子どもだった頃は、この音楽を聞くとよく駆け出したものだ。そのたびに母さんから注意されたのは、今では懐かしい思い出となっている。まさか、その私が母さんの言葉を借りることになるとはね。
「転んだら危ないから、走ったら駄目だよ」
「……わかった」
むぅと口を尖らせつつも、ハルカが足を止めた。その表情が、子どもの頃の私にそっくりで親子なんだなぁと改めて実感する。

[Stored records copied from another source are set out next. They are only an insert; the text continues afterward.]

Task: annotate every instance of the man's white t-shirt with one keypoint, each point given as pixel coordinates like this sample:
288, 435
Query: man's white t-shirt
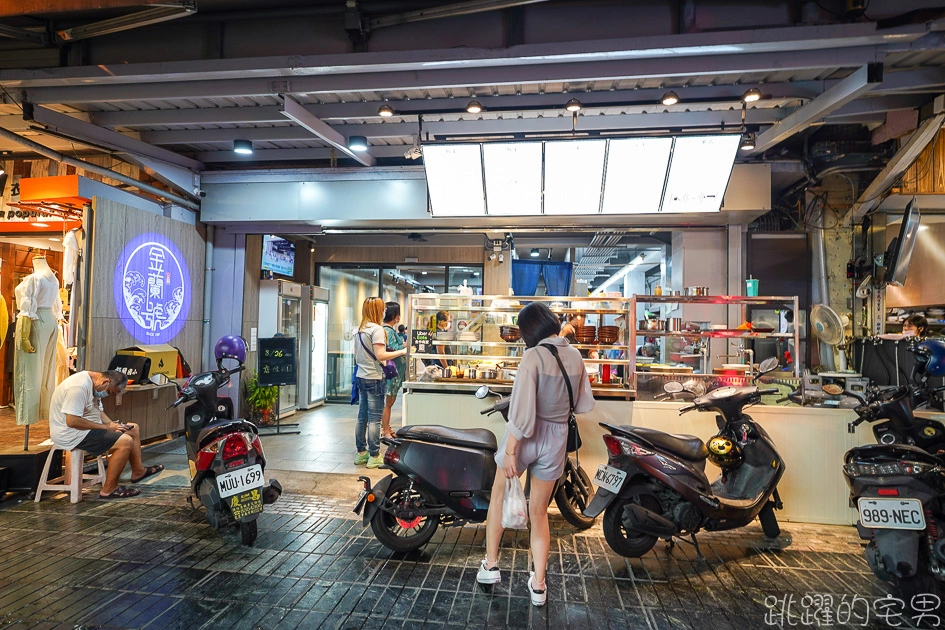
74, 396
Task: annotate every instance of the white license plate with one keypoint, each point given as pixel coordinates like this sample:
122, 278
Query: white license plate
609, 478
891, 513
239, 480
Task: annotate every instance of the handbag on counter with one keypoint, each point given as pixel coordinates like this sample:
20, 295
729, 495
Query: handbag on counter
390, 369
574, 436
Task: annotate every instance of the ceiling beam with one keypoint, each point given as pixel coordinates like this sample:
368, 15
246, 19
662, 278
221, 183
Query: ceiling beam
862, 80
897, 165
296, 112
513, 73
100, 136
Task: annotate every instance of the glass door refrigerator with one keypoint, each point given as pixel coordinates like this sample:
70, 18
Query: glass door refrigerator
280, 313
314, 357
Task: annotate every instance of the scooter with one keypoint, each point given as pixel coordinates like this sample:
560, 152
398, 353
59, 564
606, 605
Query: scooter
444, 476
226, 457
654, 484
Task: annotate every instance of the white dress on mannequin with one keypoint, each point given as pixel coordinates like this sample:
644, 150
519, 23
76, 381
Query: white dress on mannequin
34, 373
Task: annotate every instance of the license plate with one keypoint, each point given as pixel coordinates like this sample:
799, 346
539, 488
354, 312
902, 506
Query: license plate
891, 513
246, 504
241, 480
609, 478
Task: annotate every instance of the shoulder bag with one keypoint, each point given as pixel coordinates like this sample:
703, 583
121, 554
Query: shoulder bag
574, 436
390, 369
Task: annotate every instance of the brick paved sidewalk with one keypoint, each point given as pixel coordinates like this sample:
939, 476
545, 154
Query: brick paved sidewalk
152, 562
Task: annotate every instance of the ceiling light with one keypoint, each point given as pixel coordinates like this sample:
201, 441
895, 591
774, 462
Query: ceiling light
748, 142
243, 147
357, 143
752, 95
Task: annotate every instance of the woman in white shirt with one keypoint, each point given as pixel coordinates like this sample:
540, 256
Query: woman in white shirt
371, 339
536, 437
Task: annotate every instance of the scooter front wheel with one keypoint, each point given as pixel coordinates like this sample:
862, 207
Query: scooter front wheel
400, 534
627, 542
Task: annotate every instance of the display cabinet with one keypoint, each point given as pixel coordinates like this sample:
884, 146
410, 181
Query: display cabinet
698, 334
480, 343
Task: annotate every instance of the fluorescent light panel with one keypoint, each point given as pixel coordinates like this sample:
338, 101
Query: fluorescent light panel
636, 170
454, 179
699, 172
513, 178
573, 173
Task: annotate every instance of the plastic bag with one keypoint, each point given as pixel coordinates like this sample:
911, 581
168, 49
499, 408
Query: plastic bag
514, 508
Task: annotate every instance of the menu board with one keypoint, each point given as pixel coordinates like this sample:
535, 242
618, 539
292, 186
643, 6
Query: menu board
277, 361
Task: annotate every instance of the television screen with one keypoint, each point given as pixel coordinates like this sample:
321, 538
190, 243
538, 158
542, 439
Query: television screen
899, 254
278, 255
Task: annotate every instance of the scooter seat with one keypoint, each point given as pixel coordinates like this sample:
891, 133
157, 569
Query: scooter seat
686, 446
482, 439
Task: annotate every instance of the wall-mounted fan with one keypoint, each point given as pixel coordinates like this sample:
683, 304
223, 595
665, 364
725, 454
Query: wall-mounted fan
828, 326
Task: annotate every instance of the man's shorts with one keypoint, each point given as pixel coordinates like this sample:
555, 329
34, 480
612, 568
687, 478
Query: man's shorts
99, 441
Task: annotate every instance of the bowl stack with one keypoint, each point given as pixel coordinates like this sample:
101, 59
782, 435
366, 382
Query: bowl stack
509, 333
585, 334
608, 334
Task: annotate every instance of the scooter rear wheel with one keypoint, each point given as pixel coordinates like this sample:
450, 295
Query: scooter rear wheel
571, 501
627, 542
397, 534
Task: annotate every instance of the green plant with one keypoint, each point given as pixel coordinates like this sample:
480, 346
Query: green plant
262, 398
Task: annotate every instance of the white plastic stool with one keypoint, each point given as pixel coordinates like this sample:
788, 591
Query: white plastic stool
73, 478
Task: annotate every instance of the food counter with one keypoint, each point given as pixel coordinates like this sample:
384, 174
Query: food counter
812, 441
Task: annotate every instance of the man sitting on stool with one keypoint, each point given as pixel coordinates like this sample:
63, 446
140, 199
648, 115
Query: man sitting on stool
76, 420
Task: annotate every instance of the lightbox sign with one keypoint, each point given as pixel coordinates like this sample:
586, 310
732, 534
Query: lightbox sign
152, 289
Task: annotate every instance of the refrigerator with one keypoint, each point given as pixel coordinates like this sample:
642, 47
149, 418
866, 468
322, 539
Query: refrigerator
280, 312
313, 370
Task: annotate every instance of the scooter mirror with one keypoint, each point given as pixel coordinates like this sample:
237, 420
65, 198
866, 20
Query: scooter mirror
158, 379
673, 387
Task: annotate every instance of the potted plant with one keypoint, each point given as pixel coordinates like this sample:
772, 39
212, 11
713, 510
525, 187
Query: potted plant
261, 398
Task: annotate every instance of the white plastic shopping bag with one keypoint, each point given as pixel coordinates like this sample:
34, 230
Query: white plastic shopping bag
514, 509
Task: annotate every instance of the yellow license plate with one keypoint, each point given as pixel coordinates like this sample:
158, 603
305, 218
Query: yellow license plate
246, 503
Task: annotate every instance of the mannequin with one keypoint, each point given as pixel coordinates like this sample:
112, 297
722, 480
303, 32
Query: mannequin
39, 310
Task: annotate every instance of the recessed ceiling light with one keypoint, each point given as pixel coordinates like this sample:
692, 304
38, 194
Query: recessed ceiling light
357, 143
670, 98
573, 105
752, 95
243, 147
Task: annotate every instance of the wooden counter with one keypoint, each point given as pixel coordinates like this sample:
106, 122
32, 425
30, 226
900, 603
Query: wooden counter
144, 405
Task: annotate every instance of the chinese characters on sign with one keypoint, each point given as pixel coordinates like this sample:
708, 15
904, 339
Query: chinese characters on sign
152, 289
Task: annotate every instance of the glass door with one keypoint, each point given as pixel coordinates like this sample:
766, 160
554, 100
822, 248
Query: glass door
290, 325
319, 346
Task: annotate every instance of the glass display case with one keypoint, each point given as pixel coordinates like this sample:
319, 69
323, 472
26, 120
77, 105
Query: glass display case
469, 339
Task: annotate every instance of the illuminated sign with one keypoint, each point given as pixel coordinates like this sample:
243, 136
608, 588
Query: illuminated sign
152, 289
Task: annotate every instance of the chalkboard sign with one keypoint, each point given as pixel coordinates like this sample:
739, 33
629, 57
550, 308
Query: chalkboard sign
277, 361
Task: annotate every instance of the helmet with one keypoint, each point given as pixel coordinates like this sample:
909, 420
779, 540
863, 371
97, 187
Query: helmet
230, 347
724, 452
930, 357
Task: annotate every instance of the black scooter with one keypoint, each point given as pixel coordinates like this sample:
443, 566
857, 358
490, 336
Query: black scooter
444, 476
226, 458
654, 484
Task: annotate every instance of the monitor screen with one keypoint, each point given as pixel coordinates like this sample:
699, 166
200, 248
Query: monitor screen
278, 255
899, 254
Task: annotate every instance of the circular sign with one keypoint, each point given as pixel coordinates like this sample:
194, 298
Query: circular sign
152, 289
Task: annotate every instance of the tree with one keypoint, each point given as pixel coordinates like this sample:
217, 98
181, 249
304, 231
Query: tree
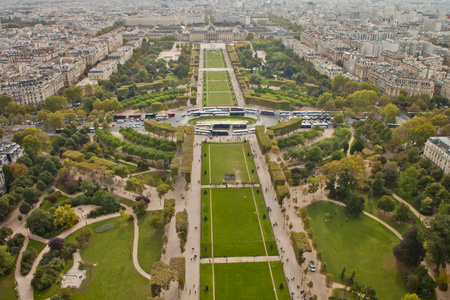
408, 180
140, 207
7, 261
410, 249
402, 213
437, 237
74, 94
84, 235
39, 222
386, 203
135, 185
24, 208
55, 103
390, 113
56, 243
64, 217
18, 170
353, 206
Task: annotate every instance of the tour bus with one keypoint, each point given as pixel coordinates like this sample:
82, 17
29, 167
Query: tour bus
202, 132
268, 112
237, 109
221, 125
209, 108
219, 132
161, 117
119, 117
240, 132
251, 110
240, 126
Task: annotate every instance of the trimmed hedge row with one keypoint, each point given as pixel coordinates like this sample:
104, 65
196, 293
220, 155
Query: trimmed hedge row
286, 127
263, 139
147, 140
161, 129
188, 153
276, 174
301, 244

「急がなくても、お祭りは終わらないからさ。ゆっくり行こう」
差し出されたミノルさんの手を、頷きながら握るハルカ。もう片方の手で私の手も握った。
そして、三人仲良く歩いて行く……わけないか。
当時の私と同様、ハルカも私たちの手を握りながら駆け出したのだ。
「走ったら危ないってば」
「手を握っているから転ばないもん」
当時の私と同じ言い訳をするとは。さすが、私の娘……て、感心している場合じゃない。怪我でもしたら大変だ。でも、私から言っても聞かないだろうし、ミノルさんは苦笑を漏らしているだけで注意しようともしない。
「僕たちがちゃんと握っていれば大丈夫だよ」
「それは、そうだけど……」
それでも、心配なのだ。万が一ということも考えられる。て、ほら。言った側から躓きかけたし。もっとゆっくり歩けばいいのに。
……当時の母さんもこんな気持ちだったのかな。
ハルカに引っ張られるように歩くこと数分。
ようやく、商店街に到着した。
普段以上の賑わいを見せる商店街。提灯やペナントで装飾された歩道には、焼きそばや綿あめ、射的におみくじ、金魚すくいなど様々な屋台が並んでいる。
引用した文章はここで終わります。